Come up with real-life explanations on why the terms identified in the previous part are important. (This is an open-ended question, just make sure your answer makes sense.) (2 points)

i)

Lastly, find a threshold to get all three (training and both test) datasets above 75% accuracy and 50% recall. Note that you only worry about the threshold now. Lasso took care of finding good interactions. (3 points)

4) Bonus: ElasticNet (11 points)

The entire goal of this part is to get you familiar with an alternate model: ElasticNet. It is implemented by adding both Lasso and Ridge penalties to the RSS (or subtracting them from the loglikelihood.) How much Lasso and how much Ridge penalty is up to two hyperparameters.

a)

For regression, sklearn has its own object and its CV version for ElasticNet.

Do your own research and implement a 5-fold cross-validation for the options of 25% Lasso-75% Ridge, 50% Lasso-50% Ridge and 75% Lasso- 25% Ridge, and the alpha values of alphas = np.logspace(10,0.1,200).

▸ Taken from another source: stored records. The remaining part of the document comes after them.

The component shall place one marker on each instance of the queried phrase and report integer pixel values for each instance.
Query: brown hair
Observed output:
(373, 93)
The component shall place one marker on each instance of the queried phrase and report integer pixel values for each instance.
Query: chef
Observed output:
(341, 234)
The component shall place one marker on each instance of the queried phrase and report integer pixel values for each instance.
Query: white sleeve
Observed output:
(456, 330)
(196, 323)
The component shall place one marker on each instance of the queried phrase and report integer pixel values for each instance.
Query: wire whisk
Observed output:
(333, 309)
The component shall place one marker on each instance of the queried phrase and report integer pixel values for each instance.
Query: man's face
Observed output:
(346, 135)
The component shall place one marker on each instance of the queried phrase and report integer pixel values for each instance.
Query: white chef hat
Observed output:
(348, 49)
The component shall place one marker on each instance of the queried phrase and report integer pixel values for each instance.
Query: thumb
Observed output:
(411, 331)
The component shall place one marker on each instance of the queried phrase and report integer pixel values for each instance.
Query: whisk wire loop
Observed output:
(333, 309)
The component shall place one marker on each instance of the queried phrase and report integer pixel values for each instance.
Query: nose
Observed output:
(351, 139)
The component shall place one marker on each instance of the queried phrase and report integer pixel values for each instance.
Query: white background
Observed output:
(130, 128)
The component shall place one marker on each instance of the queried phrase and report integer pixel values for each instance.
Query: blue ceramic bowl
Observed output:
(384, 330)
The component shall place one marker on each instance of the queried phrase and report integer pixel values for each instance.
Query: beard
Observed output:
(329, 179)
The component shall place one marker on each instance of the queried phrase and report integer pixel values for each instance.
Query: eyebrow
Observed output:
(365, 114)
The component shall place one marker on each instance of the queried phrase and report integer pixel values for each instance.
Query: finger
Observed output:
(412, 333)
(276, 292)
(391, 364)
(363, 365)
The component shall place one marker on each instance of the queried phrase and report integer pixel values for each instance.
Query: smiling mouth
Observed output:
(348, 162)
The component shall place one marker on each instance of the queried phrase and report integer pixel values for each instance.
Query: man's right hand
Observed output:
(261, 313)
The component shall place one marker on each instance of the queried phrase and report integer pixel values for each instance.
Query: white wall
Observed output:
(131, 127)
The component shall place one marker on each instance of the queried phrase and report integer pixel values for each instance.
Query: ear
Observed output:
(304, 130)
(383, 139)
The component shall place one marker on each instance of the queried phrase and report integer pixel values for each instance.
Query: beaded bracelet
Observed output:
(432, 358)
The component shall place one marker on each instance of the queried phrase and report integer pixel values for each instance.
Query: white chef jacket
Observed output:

Use the dataset given in the first question (with the same columns dropped.)
You still need to scale.
Return the best Lasso-Ridge ratio and the alpha value pair that corresponds to the best test performance.
Note that even if you use the CV object, you have to use loops.

(8 points)

b)

How many models were run in the cross-validation process of two hyperparameters? (1 point)

c)

Briefly mention how you would implement ElasticNet for Logistic Regression. Again, you need to do your own research. (2 points)